Work colleagues will say your crazy and ask how you do it. “Aren’t you tiered – I could never get up at 4am” You will laugh and make some joke. But the truth is, if you have to explain it, then they will never understand. Only a surfer knows the butterflies feeling in the stomach as you drive through the dark, looking at treetops to reassure yourself the wind hasn’t picked up. The huge injection of adrenalin you get as a big, wide set appears. You sprint out to it, wondering if you will make it on time or get your ass handed to you. Digging deep with each stroke as you race toward it, then turn and now paddle with it. Making a late drop, winding it off the bottom, setting a rail and hacking a huge turn. The dopamine high, the euphoria after it. You are not tired, your alive. Shea Lopez commented on the golden moments at the end of the day. I’d take the uncrowded ‘Magic moments’ in the beginning. The XXL nominations site the ‘committed’ surfers. Committed? No. brave? yes. But also blessed to be able to surf such exotic places. A committed surfer is the one who gets up at 5am, drives through the cold and rain of a February morning, surfs 3 foot slop before work so he can spend some quality time with his kids in the evening. Many times a car has rocked up in the car park at 9.30 and I’m just getting out from a 4 hour uncrowded surf, and I wonder if he will become one of us ‘Invisibles’.

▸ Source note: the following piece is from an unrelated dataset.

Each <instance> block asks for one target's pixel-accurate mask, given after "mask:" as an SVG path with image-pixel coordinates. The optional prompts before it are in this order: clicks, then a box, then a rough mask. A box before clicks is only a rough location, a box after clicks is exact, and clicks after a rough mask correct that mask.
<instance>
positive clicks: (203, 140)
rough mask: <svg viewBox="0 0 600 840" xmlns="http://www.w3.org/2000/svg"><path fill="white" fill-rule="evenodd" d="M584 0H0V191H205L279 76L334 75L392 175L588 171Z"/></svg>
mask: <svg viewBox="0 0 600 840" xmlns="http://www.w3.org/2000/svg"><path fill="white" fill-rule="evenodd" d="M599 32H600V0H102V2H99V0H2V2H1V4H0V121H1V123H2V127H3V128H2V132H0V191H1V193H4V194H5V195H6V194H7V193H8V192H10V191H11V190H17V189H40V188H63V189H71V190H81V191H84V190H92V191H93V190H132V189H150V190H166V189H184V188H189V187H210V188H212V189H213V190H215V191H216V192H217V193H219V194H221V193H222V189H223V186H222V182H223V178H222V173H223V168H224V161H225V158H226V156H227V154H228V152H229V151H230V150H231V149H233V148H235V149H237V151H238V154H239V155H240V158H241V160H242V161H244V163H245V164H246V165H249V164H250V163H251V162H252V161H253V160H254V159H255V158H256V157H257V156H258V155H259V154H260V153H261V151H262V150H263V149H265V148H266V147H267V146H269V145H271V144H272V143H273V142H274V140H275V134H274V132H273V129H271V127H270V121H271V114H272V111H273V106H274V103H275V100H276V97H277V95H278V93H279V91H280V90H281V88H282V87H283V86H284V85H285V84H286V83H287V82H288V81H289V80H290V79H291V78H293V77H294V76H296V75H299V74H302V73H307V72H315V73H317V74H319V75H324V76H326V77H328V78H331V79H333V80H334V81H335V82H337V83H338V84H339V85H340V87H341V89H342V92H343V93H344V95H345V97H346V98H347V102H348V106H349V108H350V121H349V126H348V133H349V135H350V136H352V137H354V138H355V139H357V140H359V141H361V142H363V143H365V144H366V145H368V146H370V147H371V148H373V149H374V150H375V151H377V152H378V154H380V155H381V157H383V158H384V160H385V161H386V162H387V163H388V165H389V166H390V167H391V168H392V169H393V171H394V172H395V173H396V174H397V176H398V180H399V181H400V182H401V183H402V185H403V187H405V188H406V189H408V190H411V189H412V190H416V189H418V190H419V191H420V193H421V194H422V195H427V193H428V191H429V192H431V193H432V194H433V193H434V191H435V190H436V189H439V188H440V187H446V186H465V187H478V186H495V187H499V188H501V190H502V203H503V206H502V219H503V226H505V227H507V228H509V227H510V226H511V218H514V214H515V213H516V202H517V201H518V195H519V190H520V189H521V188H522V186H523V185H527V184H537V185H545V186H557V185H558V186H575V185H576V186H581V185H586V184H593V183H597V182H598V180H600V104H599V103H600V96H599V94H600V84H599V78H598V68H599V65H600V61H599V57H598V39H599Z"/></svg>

Life burns, it hurts and it scars. Shitty jobs, heartbreak, recessions, worry about children. War. The only thing that has ever made sense to me was surfing. It has never asked anything of me. Has never judged me. Has always been there. Doesn’t care if I have an off day. No matter how shit life is, a quick surf can make the worst day feel OK. at 40 years of age, I have maybe 15 years of surfing left. 15 years sounds a long time but 15 summers doesn’t. I see it this way, there are 52 weeks per year, so that’s 52 weekends. Some only get to surf at weekends, and you can’t guarantee waves every weekend or that you will be able to go. So lets be generous and half that to 26. Could you live with just 26 surfs a year? Should I be counting down my 390 surfs left? Well fuck that. I can’t and won’t. As long as the sun keeps rising and there are waves, I will be there.

If when you die you had to write an essay on your life. What would you say? “I gave up on the thing that I loved most, but, I worked really hard for 50 years in an office”? Or will you say “I didn’t give up, I lived every moment and watched as may sunrises and sunsets as I could” If you want to go chase that pot of gold, have at it. Go buy things you don’t need. I know so many that have returned after decades, finding there was no pot of gold after all. Those days spent surfing were simpler happier times. I know that surfing means living close to the surf, and that often means driving old tatty cars, driving with the fuel light on and going without a lot of nice things. But what I get in return for my investment is a life. You can buy nice cars and holidays. But you can’t buy time. Some of my best memories are of time spent while the world sleeps.
It isn’t death I fear… it’s a life un-lived.

  1. […] be poor and be able to surf, than hold a job that prevents the action. I often read articles (like this inspiring and well written piece) that challenge our bravery and courage. Do you dare to dream? Do fight to keep surfing in your […]

  2. Good times says:

    dawn patrol was a great read ! I don’t think many could of said it better. From now on I will have a copy of this, for the next jack ass That ask me why I do it .

  3. Well said..A great write and an inspiring read..

  4. Jimbo says:

    Take up diving. In the water every day. When its flat I can explore the things we don’t normally get to see on the surface of this planet. Sth Hemishpere is 80% water, just makes more sense to be there than on land. I do like my faberge eggs and caviar though…….Good piece though bro

  5. evewelch says:

    Loooooove this!! So eloquent. Usually I just say something blunt like ‘dude the waves were fucking awesome’.

  6. I sooooooo dig that….as a former ski bum, now shackled to a life that doesn’t suit me….I soooooo dig that.

  7. Jobseeker says:

    Ah mmm, not sure about your maths skills. There are at least two days in a weekend (sometimes three). If I went surfing half the weekends of the year, I’d still be able to get 52 surfs in. Nice piece, but a bit preachy, and very much ‘soulier than thou!’.

  8. Dan says:

    I enjoyed the article, but you could have many more than 15 years (sorry 14 now) left in you mate, I know of old timers still going strong in the mid-late 60’s! 55 is new 35 anyhow – apparently!